Vero choked. She snatched it off the table and opened it, her eyes narrowing as they skimmed the statement. “Twelve deposits, all on the first of the month, for the same amount. You think he was embezzling from his clients?”
I nodded. “It gets worse. Turn the page.” Vero flipped to the balance sheet, her mouth forming an oh around the big fat zero at the bottom. “The note said Patricia had twenty-four hours to return what she’d taken.”
“You think these men were the ones who killed Harris?”
“They definitely had a motive. They want their money back. And we have fifty thousand of it.”
Vero hugged my phone as she paced the kitchen. “Patricia paid us in cash. If these men did follow you home from the bar, they could just assume you were on a date and he’d had too much to drink. They’d have no way of knowing Patricia hired you. With a half million dollars, she could run anywhere. If they don’t find Patricia, they won’t find out about us, right?”
“Right.”
Zach fussed in his high chair. I wiped pasta sauce from his face, plucked him from his seat, and set him down to toddle after his sister.
Vero fell into her chair. She pushed her plate to the middle of the table, looking at it as if she might be sick. “What if the police find Patricia before we do?”
“The only thing she knows about me is my number. She doesn’t know my name or where I live. I doubt she could even identify me in a lineup.” I’d been wearing a wig and high heels and plenty of makeup. Hopefully it was enough. “Besides, I have you for an alibi,” I said, dropping into the chair beside her.
“I thought I was an accomplice.”
“Not if they can’t prove it. As far as anyone else is concerned, I was here at home with you the night Harris Mickler went missing. I called my sister from the house phone in the kitchen. And Georgia saw us together when we picked up the kids. All we have to do is get rid of any evidence that could lead the police back to us.”
Vero looked down at my phone. She dropped it on the table in front of me as if it were crawling with lice.
“Relax. It’s a prepaid cell. Verizon shut off my account last month when I was late on my bill. I bought this one at the pharmacy.”

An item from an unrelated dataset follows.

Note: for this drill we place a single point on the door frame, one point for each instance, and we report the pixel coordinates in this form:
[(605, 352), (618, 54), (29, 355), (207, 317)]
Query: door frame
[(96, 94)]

“Can’t the police find a record of the payment?”
“My credit cards were all maxed out. I paid in cash.” I rested my elbows on the table, digging the heels of my hands into my eyes. “There’s nothing tying the phone to me.”
“Don’t you watch Law and Order? They can trace those things!”
“Only to the nearest tower it pings.”
“How close is that?”
“I don’t know … a few miles maybe?”
“Too close for me.” Vero rose from her seat. My head snapped up as she threw my phone down on the cutting board. She grabbed a meat tenderizer from the utensil drawer and raised the metal mallet behind her head.
“Wait!” I snatched my phone before she could smash it. Turning my back on her, I thumbed through my contacts. Vero stood on her tiptoes, peeking over my shoulder as I copied Julian’s number onto a sticky pad.
“Just a friend, huh?”
“He’s a lawyer,” I said, tucking the sticky note in my pocket. “His number might come in handy.”
“He’s too young to be a lawyer.”
“He’s a public defender,” I quipped. “Or at least, he will be. Someday. When he graduates.”
“Nu-uh.” Vero nixed that idea with big exaggerated sweeps of her head. “If we get caught, we’re not hiring some Abercrombie underwear model to keep us out of prison. I want an old white dude with cuff links and a Rolex. Like your ex’s attorney.”
“My ex’s attorney is not old. He’s only three years older than me. And he charges two hundred dollars per hour.”
“If we kill Andrei Borovkov, we could afford that.”
I gave her a withering look.
“Where’d you meet him anyway?”
“Borovkov?”
“No,” she said, yanking away my phone. “Julian Baker.”
She drummed her nails against the counter, waiting for an answer.
“He was bartending,” I confessed, “the night I kidnapped Harris from The Lush.”
“He’s the bartender? The one from your story? Have you lost your mind!” she hissed, gesticulating wildly. “You can’t keep his phone number. What if he turns you in?”
“He doesn’t even know who I am! I was wearing a blond wig and I gave him a fake name . He thinks I’m a real estate agent named Theresa.”